Now back to book editing. I’m procrastinating like crazy on these books, because the source material is, shall we say, quite rocky.

Fellow bloggers, what do you do in the course of an average day that we may not have heard about? Write about it and post a link here.

The novel is progressing nicely, thanks for asking. At least, it seems to be. May be too close to it to tell for sure. On top of that, I’ve been editing two books for work, and my boss has suggested I write a book for him in a new series of volumes we’re creating, The Accessible _________ (some great but difficult classic that needs “unpacking,” explaining, annotating; he’s doing The Accessible Wealth of Nations, an annotated version of the magnum opus of the Scottish economist Adam Smith; I’ll probably do some work of philosophy or religion, but that hasn’t been decided yet). I’ve got several non-fiction irons in the fire, and we want to issue reprints of some of Adam’s books that haven’t received the audience they deserve, and move a couple of his new projects to the front burner. I’ve even been thinking about starting a new work of fiction that I haven’t told a single soul about yet.

But because I haven’t been attending to my blog, I’ve told myself that I haven’t been writing much lately.

I remember when I friend challenged me to list everything I had published. I was astounded at how much there was; I still felt like a rank beginner who had never achieved anything. Somehow I expected to become a writer who woke early to tap-tap-tap away for a few hours over a cup of tea, then stop to have a nice breakfast and exercise, then do some more writing—profound, moving, and well-paying—in a quiet house, uninterruptible. Or, if my life turned out darker, I might be one of those people who kept a bottle of Scotch in a file cabinet drawer and wrote only in fits of depression and drunkenness. You know, the two basic writerly stereotypes.
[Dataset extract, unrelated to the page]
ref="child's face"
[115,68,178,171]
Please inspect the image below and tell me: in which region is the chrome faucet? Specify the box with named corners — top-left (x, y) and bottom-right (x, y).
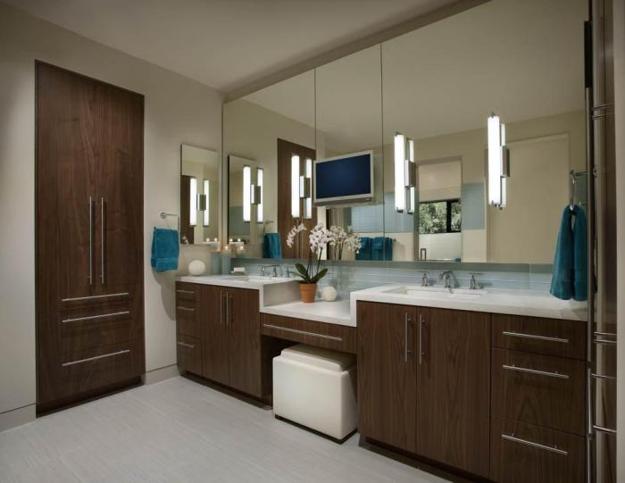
top-left (440, 270), bottom-right (457, 292)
Instead, my personal writing is squeezed in amid writing newsletters, doing Internet research, editing press releases, watching television, doing book and advertising graphic design, paying bills, consulting on web design, getting acupuncture, helping friends, yadda yadda yadda. It’s amazingly easy to let life and work steal creative time, especially when I feel like one of those jugglers who spins plates atop tall poles.

E.M. Forster famously wrote, “How do I know what I think until I see what I say?” It’s a good question, frankly. I should do more journaling, more experimental writing, more writing with no specific end in mind. It might help me clarify all these half-formed notions floating around my brain. I’m thinking I may want to do just that with this new bit of fiction that’s been nudging me, just to see if there’s anything there that really wants to come out, and if it does, what it might look like.

But it’s now almost 10:30 p.m. on a Sunday night, and I’m tired, and a new Miss Marple takes over for a few weeks on tonight’s Masterpiece Mystery: the wonderful Julia McKenzie. So I’m going to go watch her on my DVR, and the writing will just have to wait for now. If midnight rolls around and the muse of fiction is still rattling around in my head, I may play with words and ideas, and see what it is I think.